Nitekim pek çok şarlatan asırlarca sonra sahâbî olduğunu iddia ederek sahte hadîsler rivâyet etmiş ve kendilerine inanacak câhil, saf kişiler bile bulmuştur. İbnu Hacer, el-İsâbe'nin el-Kısmu'r-Râbi diye ayırdığı bölümlerde onlar hakkında bilgi verir. Her biriyle ilgili hikâye ve teferruatı mezkûr kitaba bakarak bu sahte sahabilerden bir kaçının ismini ve ölüm târihini kaydedelim:
1- Osmân İbnu'l-Hattâb: Bağdad'da zuhûr etti. Vefatı: 327/938.
2- Cafer İbnu Nestûr er-Rûmî: Farab'ta çıktı. Vefatı: 350'den sonra.
3- Sarbatak: Hindistan prenslerinden. Vefatı: 333/944.
4- Cübeyr İbnu'l-Hâris. Vefatı: 576'dan sonra.
5- er-Rebî' İbnu Mahmûd, Mardinli bir sûfı. Vefatı: 599/1202.

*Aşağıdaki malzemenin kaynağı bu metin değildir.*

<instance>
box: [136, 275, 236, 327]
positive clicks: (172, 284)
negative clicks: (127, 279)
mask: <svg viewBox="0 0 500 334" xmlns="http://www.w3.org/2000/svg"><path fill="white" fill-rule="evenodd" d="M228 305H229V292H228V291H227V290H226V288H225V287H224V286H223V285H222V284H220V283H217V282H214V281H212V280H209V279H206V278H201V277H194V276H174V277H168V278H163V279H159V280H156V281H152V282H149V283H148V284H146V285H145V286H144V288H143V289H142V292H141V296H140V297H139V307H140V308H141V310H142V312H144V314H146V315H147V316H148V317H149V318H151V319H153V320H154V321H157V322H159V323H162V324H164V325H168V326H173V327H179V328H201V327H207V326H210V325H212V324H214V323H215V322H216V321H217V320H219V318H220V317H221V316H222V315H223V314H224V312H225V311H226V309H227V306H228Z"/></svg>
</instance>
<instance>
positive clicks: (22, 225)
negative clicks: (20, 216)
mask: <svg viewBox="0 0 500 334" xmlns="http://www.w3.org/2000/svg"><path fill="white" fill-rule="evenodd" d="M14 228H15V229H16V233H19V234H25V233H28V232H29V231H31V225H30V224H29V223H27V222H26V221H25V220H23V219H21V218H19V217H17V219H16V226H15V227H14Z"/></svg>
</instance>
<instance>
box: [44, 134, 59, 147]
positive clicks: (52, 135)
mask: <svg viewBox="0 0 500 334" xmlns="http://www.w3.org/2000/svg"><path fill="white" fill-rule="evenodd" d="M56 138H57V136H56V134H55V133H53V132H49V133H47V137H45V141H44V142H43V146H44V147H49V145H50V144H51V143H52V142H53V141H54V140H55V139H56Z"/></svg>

6- Ebu'r-Rida Ratan, Hindistan'ın Batranda şehrinden. Vefatı: 632/1443 veya 709/1309'dur.
7- Kays İbnu Temîm et-Tâî. Geylan şehrinde çıktı. Vefatı: 517/1123'den sonra.
Hadîs ulemâsı, yukarıda kaydedilen ihbâr-ı Nebevî'ye muvafık şekilde, Mekke'de 100-110 târihleri arasında vefat eden Ebu't-Tufeyl Âmir İbnu Vesîle el-Cühenî'nin en son vefat eden sahabî olduğunda ittifak eder.409
Muammerun (uzun yaşayanlar) dan olduğunu söyleyerek uzun yıllar hatta asırlar sonra kendisinin sahabi olduğunu iddia eden kişilere rastlanmış ve bunların iddiaları bu tarihi kriterle reddedilmiştir.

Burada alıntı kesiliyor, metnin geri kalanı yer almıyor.